Les vieillards aiment à donner de bons préceptes, pour se consoler de n'être plus en état de donner de mauvais exemples.

94

Les grands noms abaissent, au lieu d'élever, ceux qui ne les savent pas soutenir.

95

La marque d'un mérite extraordinaire est de voir que ceux qui l'envient le plus sont contraints de le louer.

96

Tel homme est ingrat, qui est moins coupable de son ingratitude que celui qui lui a fait du bien.

97

On s'est trompé lorsqu'on a cru que l'esprit et le jugement étaient deux choses différentes. Le jugement n'est que la grandeur de la lumière de l'esprit; cette lumière pénètre le fond des choses; elle y remarque tout ce qu'il faut remarquer et aperçoit celles qui semblent imperceptibles.
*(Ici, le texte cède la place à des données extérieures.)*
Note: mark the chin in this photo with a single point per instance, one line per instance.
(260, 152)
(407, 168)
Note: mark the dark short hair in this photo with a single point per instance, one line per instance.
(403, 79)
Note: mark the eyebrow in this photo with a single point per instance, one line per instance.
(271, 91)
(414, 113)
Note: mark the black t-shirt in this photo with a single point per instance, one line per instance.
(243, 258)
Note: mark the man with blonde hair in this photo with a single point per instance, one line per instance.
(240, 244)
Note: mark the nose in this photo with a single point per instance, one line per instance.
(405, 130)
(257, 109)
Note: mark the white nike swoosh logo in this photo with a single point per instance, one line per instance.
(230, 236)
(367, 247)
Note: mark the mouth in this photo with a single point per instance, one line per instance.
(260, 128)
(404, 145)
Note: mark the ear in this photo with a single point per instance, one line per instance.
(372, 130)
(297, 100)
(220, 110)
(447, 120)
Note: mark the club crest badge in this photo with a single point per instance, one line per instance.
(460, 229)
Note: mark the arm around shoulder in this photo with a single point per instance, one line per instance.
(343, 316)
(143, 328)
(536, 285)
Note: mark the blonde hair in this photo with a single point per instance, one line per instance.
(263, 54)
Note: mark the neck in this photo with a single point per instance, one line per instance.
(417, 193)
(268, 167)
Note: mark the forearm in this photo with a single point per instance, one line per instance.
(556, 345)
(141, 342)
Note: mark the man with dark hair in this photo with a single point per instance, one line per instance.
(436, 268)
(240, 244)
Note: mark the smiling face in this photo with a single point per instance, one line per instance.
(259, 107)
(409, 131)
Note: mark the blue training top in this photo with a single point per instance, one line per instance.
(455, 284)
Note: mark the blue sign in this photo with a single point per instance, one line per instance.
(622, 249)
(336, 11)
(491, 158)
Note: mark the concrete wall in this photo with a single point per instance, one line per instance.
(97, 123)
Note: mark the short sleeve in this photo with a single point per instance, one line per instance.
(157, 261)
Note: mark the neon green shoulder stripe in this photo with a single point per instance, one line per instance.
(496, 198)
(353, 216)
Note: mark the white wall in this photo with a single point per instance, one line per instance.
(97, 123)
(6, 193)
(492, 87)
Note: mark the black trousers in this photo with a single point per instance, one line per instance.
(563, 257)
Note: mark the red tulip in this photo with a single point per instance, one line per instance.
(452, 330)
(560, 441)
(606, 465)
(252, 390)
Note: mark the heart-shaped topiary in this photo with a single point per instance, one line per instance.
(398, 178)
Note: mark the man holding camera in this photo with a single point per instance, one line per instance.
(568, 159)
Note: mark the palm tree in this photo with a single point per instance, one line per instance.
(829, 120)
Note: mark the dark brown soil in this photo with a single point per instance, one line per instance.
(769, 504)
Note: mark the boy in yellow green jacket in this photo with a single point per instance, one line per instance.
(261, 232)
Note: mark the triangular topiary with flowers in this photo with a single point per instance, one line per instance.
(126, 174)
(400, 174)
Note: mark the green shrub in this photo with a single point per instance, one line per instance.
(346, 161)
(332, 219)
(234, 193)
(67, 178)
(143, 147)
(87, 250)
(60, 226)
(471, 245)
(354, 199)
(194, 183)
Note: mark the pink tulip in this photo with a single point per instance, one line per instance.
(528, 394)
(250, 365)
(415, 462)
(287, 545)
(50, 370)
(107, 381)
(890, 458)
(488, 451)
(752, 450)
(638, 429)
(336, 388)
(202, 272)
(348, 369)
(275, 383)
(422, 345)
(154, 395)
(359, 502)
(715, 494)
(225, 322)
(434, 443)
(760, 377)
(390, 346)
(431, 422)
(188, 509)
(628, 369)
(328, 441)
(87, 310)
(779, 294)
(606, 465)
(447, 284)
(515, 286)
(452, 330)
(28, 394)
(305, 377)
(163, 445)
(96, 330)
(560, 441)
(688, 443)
Ainsi il faut demeurer d'accord que c'est l'étendue de la lumière de l'esprit qui produit tous les effets qu'on attribue au jugement.

98

Chacun dit du bien de son cœur, et personne n'en ose dire de son esprit.

99

La politesse de l'esprit consiste à penser des choses honnêtes et délicates.

100

La galanterie de l'esprit est de dire des choses flatteuses d'une manière agréable.

101

Il arrive souvent que des choses se présentent plus achevées à notre esprit qu'il ne les pourrait faire avec beaucoup d'art.

102

L'esprit est toujours la dupe du cœur.

103

Tous ceux qui connaissent leur esprit ne connaissent pas leur cœur.

104

Les hommes et les affaires ont leur point de perspective. Il y en a qu'il faut voir de près pour en bien juger, et d'autres dont on ne juge jamais si bien que quand on en est éloigné.

105

Celui-là n'est pas raisonnable à qui le hasard fait trouver la raison, mais celui qui la connaît, qui la discerne, et qui la goûte.

106

Pour bien savoir les choses, il en faut savoir le détail; et comme il est presque infini, nos connaissances sont toujours superficielles et imparfaites.

107

C'est une espèce de coquetterie de faire remarquer qu'on n'en fait jamais.

108

L'esprit ne saurait jouer longtemps le personnage du cœur.

109

La jeunesse change ses goûts par l'ardeur du sang, et la vieillesse conserve les siens par l'accoutumance.

110

On ne donne rien si libéralement que ses conseils.

111

Plus on aime une maîtresse, et plus on est près de la haïr.

112

Les défauts de l'esprit augmentent en vieillissant comme ceux du visage.

113

Il y a de bons mariages, mais il n'y en a point de délicieux.

114

On ne se peut consoler d'être trompé par ses ennemis, et trahi par ses amis; et l'on est souvent satisfait de l'être par soi-même.

115

Il est aussi facile de se tromper soi-même sans s'en apercevoir qu'il est difficile de tromper les autres sans qu'ils s'en aperçoivent.

116

Rien n'est moins sincère que la manière de demander et de donner des conseils. Celui qui en demande paraît avoir une déférence respectueuse pour les sentiments de son ami, bien qu'il ne pense qu'à lui faire approuver les siens, et à le rendre garant de sa conduite. Et celui qui conseille paye la confiance qu'on lui témoigne d'un zèle ardent et désintéressé, quoiqu'il ne cherche le plus souvent dans les conseils qu'il donne que son propre intérêt ou sa gloire.

117

La plus subtile de toutes les finesses est de savoir bien feindre de tomber dans les pièges que l'on nous tend, et on n'est jamais si aisément trompé que quand on songe à tromper les autres.

118

L'intention de ne jamais tromper nous expose à être souvent trompés.

119

Nous sommes si accoutumés à nous déguiser aux autres qu'enfin nous nous déguisons à nous-mêmes.

120

L'on fait plus souvent des trahisons par faiblesse que par un dessein formé de trahir.

121

On fait souvent du bien pour pouvoir impunément faire du mal.

122

Si nous résistons à nos passions, c'est plus par leur faiblesse que par notre force.

123

On n'aurait guère de plaisir si on ne se flattait jamais.

124

Les plus habiles affectent toute leur vie de blâmer les finesses pour s'en servir en quelque grande occasion et pour quelque grand intérêt.